Un chiplet ultrafino con integración real
El núcleo de este avance está en su arquitectura. El nuevo chiplet integra GaN y lógica digital en un único encapsulado, evitando la fragmentación en múltiples componentes. Este enfoque reduce la complejidad del sistema y mejora la eficiencia eléctrica, algo especialmente relevante en diseños de alto rendimiento.
Además, el grosor de solo 19 μm permite aumentar la densidad de integración. Esto facilita diseños más compactos y abre la puerta a acercar la regulación de potencia al propio procesador, reduciendo pérdidas y mejorando la eficiencia global del sistema.
Menos pérdidas y mejor entrega de energía
Uno de los beneficios más directos es la reducción de pérdidas. Al integrar funciones en un mismo chiplet, se minimiza la distancia de transmisión eléctrica, reduciendo el desperdicio energético y mejorando el rendimiento del sistema.
En este contexto, el uso de GaN frente a silicio tradicional permite conmutaciones más eficientes. Esto habilita reguladores de voltaje más compactos y cercanos al procesador, lo que reduce pérdidas resistivas y mejora la estabilidad en cargas intensivas.
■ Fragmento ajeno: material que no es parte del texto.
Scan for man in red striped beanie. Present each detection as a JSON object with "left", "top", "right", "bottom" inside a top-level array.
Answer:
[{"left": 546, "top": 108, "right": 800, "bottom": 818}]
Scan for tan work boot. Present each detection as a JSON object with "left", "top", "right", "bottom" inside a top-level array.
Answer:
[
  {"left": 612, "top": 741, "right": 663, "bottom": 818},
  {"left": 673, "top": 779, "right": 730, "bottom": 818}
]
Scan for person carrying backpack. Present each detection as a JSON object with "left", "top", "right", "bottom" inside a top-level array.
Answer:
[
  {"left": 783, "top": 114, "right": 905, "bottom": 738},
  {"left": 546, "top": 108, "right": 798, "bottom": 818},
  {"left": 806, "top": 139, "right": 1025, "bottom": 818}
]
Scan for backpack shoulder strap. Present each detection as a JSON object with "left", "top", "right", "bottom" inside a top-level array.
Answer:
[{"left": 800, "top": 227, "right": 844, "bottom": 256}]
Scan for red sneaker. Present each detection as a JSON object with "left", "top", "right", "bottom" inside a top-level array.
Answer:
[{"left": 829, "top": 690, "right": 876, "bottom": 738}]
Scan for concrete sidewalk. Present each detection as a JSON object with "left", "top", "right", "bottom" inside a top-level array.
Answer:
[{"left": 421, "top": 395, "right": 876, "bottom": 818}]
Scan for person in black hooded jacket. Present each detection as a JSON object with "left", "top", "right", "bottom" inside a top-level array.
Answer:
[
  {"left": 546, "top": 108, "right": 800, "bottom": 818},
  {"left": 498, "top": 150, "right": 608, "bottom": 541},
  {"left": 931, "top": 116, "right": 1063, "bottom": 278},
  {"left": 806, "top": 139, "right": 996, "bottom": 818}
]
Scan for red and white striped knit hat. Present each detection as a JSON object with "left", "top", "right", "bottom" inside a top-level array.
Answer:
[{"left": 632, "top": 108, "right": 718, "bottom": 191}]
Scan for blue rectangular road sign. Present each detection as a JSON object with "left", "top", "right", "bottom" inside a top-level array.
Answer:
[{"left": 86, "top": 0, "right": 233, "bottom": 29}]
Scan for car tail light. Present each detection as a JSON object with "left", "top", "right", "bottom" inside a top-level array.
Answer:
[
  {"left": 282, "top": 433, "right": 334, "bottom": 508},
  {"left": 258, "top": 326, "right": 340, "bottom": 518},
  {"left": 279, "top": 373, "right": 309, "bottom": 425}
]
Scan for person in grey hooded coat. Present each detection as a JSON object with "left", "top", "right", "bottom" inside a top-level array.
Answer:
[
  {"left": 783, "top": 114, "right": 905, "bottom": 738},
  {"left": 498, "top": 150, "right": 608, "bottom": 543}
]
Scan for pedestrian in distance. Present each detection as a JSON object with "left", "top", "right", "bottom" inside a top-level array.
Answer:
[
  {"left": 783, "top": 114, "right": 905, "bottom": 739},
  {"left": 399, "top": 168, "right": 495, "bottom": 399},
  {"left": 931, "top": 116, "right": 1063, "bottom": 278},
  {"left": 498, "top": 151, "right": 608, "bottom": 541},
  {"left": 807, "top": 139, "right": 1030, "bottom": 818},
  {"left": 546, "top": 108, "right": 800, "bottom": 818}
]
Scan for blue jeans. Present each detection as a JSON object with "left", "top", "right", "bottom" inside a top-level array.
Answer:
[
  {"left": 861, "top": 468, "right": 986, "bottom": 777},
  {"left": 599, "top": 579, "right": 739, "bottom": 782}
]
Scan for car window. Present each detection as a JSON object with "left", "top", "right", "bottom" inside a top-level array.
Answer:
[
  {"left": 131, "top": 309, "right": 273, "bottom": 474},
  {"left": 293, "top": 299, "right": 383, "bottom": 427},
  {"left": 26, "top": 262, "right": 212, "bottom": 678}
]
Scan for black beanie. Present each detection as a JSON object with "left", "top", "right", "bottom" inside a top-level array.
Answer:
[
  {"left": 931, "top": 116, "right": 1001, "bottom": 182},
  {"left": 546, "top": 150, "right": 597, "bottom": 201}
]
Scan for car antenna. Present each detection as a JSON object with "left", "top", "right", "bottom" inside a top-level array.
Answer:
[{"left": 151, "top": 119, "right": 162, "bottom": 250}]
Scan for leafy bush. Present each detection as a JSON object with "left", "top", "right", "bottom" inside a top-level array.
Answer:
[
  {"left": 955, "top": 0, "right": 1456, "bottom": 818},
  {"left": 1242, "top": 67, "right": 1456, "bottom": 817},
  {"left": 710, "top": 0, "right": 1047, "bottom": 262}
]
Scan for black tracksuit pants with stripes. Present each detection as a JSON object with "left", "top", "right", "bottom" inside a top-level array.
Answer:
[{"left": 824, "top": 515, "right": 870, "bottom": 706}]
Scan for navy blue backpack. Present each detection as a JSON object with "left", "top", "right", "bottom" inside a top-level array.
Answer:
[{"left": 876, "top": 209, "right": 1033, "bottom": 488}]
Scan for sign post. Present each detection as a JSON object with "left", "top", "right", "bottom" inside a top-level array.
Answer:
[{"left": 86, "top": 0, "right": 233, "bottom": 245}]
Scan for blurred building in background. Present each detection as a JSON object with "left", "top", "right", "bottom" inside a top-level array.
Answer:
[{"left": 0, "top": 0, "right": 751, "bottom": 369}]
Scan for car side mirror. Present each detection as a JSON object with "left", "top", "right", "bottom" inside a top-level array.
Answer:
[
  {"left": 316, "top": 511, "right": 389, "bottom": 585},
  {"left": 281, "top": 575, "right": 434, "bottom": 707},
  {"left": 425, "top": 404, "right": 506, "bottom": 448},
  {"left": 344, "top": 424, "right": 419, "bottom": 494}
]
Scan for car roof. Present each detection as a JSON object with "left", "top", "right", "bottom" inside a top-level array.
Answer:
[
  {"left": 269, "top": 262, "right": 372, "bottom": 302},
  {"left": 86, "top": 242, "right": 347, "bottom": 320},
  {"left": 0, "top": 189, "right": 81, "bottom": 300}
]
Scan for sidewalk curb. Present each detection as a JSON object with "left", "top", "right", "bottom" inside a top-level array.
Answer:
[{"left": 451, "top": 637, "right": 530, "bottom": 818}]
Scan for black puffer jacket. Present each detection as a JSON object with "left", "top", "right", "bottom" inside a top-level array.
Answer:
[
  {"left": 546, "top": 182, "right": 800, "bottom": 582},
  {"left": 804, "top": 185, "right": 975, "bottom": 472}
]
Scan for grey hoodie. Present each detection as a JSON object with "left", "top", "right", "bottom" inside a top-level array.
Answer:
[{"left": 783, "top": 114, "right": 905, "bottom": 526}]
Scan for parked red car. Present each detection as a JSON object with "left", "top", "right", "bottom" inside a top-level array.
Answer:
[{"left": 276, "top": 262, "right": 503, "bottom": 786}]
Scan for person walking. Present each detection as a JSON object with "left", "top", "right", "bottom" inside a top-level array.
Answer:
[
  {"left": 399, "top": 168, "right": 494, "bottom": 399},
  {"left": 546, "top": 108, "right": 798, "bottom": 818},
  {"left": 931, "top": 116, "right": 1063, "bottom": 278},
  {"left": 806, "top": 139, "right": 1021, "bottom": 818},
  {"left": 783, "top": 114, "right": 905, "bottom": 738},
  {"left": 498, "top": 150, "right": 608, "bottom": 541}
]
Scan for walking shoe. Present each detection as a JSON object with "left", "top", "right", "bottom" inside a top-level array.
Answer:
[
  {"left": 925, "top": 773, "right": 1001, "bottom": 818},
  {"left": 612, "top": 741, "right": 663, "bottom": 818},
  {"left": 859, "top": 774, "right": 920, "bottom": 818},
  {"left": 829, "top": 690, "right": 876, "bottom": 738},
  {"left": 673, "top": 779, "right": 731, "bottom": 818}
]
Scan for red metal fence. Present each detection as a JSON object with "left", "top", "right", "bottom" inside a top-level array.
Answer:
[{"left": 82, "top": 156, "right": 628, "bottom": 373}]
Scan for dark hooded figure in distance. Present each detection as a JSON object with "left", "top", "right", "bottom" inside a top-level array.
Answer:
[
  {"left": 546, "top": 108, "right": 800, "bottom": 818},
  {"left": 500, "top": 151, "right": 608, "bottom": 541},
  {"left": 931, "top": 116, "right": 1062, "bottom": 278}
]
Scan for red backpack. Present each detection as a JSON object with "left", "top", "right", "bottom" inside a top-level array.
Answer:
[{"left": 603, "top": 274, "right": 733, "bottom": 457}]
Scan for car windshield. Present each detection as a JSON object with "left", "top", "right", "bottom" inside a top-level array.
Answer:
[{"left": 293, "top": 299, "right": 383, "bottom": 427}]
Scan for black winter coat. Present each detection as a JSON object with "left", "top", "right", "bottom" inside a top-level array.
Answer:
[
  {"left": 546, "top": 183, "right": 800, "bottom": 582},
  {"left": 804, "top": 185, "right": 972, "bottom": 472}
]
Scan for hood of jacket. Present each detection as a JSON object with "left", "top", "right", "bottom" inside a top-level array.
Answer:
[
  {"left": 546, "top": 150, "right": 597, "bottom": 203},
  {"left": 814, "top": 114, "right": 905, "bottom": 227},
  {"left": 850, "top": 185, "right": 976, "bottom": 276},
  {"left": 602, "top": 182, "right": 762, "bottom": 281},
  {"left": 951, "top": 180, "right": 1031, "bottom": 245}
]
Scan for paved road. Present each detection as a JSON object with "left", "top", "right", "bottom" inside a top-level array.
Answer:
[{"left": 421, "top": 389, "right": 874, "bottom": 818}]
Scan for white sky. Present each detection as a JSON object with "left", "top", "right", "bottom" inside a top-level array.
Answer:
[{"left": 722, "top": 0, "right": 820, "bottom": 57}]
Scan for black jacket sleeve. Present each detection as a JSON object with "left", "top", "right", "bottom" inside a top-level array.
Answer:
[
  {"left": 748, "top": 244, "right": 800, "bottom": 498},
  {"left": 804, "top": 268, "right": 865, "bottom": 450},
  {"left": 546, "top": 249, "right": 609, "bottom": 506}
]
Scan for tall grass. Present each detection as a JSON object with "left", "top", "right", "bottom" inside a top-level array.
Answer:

Centros de datos: donde realmente importa
El impacto de esta tecnología se aprecia especialmente en centros de datos, donde la eficiencia energética es crítica. La combinación de GaN y chiplets permite mejorar la entrega de energía sin aumentar el consumo global.
Además, situar la regulación cerca del silicio de CPU o GPU permite optimizar el comportamiento del sistema. Esto se traduce en menor generación de calor, mayor densidad de hardware y mejor escalabilidad, factores clave en infraestructuras modernas orientadas a IA.
GaN frente al silicio: un cambio estructural
El uso de nitruro de galio (GaN) responde a las limitaciones del silicio en escenarios exigentes. Mientras el silicio pierde fiabilidad en entornos térmicos elevados, el GaN ofrece mayor densidad de potencia y mejor eficiencia en conmutación.
Esto permite operar en condiciones más exigentes con menos pérdidas energéticas. Como resultado, se reduce la necesidad de refrigeración y mejora la eficiencia global del sistema, algo clave en centros de datos y sistemas de alto rendimiento.
Aplicaciones en 5G, 6G y alta frecuencia
Más allá de centros de datos, esta tecnología tiene impacto en comunicaciones. Los transistores de GaN pueden superar los 200 GHz, lo que los convierte en una base sólida para infraestructura 5G avanzada y futuras redes 6G.
También encaja en aplicaciones como radares o comunicaciones por satélite. Además, el uso de obleas de 300 mm compatibles con la infraestructura actual facilita su adopción, reduciendo barreras para su implementación a nivel industrial.
Intel mueve ficha en eficiencia energética y centros de datos
Este avance refleja un cambio de fondo en la industria. Los límites del silicio están cada vez más cerca, y el sector necesita alternativas que permitan seguir escalando rendimiento y eficiencia.
Intel, a través de su división de fundición, busca posicionarse en entrega de potencia y eficiencia energética, ámbitos donde el crecimiento de la IA y los centros de datos está disparando la demanda. Este tipo de desarrollos encaja directamente en esa necesidad del mercado, reforzando su estrategia en infraestructuras de alto rendimiento.
Además, esta transición apunta a un escenario donde los chiplets y materiales como el GaN serán fundamentales. No se trata solo de miniaturizar, sino de replantear la arquitectura del hardware para mejorar eficiencia y escalabilidad, algo que marcará la evolución del sector.
Un paso hacia la era post-silicio
En conjunto, este chiplet de GaN de 19 μm representa algo más que una mejora puntual. Supone un avance hacia un modelo donde la eficiencia energética, la densidad y la integración serán los pilares del diseño.
Si esta tecnología escala a nivel comercial, podría marcar el inicio de una nueva etapa en la industria, donde el GaN complemente o sustituya al silicio en ciertos escenarios, especialmente en centros de datos, IA y comunicaciones avanzadas.